Answer: Both dapagliflozin and empagliflozin cut CV death/HF hospitalization; now treat HFpEF with empagliflozin or dapagliflozin, not just HFrEF.
MCQ seeders:
70-year-old with EF 55%, NYHA III—best next step? Add empagliflozin 10 mg daily.
eGFR 28—can you start? Yes, with monitoring; avoid in severe hepatic impairment.

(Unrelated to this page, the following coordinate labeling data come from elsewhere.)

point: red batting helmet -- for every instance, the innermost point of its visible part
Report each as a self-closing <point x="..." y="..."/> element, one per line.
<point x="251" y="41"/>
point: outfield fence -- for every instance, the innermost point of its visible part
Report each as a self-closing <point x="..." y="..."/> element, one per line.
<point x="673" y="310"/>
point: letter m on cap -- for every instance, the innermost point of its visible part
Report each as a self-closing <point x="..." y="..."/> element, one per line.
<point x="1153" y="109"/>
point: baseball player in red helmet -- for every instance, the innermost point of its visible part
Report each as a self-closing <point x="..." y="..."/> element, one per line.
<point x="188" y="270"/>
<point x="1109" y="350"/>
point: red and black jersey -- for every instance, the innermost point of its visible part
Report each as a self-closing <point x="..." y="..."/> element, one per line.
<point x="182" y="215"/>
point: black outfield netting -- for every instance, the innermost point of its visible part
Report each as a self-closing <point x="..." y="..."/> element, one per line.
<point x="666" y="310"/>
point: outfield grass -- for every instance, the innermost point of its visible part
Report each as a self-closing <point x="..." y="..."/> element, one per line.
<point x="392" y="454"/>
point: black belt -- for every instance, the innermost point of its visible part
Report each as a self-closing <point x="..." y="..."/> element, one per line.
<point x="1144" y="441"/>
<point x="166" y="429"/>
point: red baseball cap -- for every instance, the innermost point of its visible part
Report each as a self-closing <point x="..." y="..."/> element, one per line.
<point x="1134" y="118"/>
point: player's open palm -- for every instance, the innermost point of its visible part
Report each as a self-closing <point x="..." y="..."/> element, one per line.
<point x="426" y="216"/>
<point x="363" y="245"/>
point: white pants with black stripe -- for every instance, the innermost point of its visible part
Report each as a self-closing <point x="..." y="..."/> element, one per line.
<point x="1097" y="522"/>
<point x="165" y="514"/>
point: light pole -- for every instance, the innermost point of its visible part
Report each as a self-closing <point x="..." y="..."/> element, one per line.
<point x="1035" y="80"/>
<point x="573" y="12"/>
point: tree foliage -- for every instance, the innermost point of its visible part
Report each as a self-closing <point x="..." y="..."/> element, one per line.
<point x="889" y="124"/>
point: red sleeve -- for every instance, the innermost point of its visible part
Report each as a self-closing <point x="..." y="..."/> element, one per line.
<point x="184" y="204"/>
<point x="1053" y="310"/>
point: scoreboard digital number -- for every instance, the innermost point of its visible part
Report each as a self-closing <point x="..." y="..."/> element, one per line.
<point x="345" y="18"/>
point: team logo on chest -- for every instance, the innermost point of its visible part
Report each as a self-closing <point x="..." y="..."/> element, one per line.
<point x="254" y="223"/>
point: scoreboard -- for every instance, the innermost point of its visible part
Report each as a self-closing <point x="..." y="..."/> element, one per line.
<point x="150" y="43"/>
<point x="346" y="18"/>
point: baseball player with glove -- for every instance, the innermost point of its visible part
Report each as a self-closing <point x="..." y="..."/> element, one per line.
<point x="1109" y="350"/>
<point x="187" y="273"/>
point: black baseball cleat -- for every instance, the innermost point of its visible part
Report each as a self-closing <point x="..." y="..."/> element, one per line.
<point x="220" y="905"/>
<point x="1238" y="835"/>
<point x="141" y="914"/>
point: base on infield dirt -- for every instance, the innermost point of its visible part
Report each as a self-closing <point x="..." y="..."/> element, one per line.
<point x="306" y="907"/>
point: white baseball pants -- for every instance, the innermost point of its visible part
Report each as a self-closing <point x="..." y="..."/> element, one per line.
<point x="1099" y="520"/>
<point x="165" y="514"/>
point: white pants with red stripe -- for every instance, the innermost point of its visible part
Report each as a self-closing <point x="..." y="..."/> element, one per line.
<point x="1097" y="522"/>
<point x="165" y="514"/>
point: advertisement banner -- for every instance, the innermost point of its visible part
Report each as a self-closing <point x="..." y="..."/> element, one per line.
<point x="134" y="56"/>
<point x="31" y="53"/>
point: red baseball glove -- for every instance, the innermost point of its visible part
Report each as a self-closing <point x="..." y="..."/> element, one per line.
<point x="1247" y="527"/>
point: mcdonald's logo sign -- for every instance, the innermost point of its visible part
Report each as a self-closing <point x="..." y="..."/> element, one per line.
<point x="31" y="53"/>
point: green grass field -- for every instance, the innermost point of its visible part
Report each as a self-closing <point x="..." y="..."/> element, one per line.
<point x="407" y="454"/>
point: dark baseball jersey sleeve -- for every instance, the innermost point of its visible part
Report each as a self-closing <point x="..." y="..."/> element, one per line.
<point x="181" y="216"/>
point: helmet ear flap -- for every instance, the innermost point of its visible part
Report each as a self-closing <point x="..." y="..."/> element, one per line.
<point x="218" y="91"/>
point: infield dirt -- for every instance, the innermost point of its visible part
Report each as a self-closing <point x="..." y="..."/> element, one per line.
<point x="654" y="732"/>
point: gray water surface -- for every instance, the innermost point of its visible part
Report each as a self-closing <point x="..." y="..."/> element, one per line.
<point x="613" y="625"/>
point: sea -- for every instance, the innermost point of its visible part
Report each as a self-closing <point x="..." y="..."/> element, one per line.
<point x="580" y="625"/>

On furosemide with dizziness—adjust loop diuretic before stopping SGLT2i.
Quick Reference for the Day of the Exam
First-line in symptomatic HFrEF: ARNI/ACEi/ARB + beta-blocker + MRA + SGLT2i (dapagliflozin/empagliflozin).
HFpEF now has a disease-modifying option: empagliflozin/dapagliflozin.
Benefits are early and durable; monitor BP, eGFR, and for infection/DKA.
Key Citations to Mention Confidently
DAPA-HF (dapagliflozin in HFrEF), N Engl J Med. 2019.
EMPEROR-Reduced (empagliflozin in HFrEF), N Engl J Med. 2020.
EMPEROR-Preserved (empagliflozin in HFpEF), N Engl J Med. 2021.
DELIVER (dapagliflozin in HFpEF), N Engl J Med. 2022.
ESC HF Guidelines 2021; ACC/HFSA HF Update 2022; NICE TA679/TG680.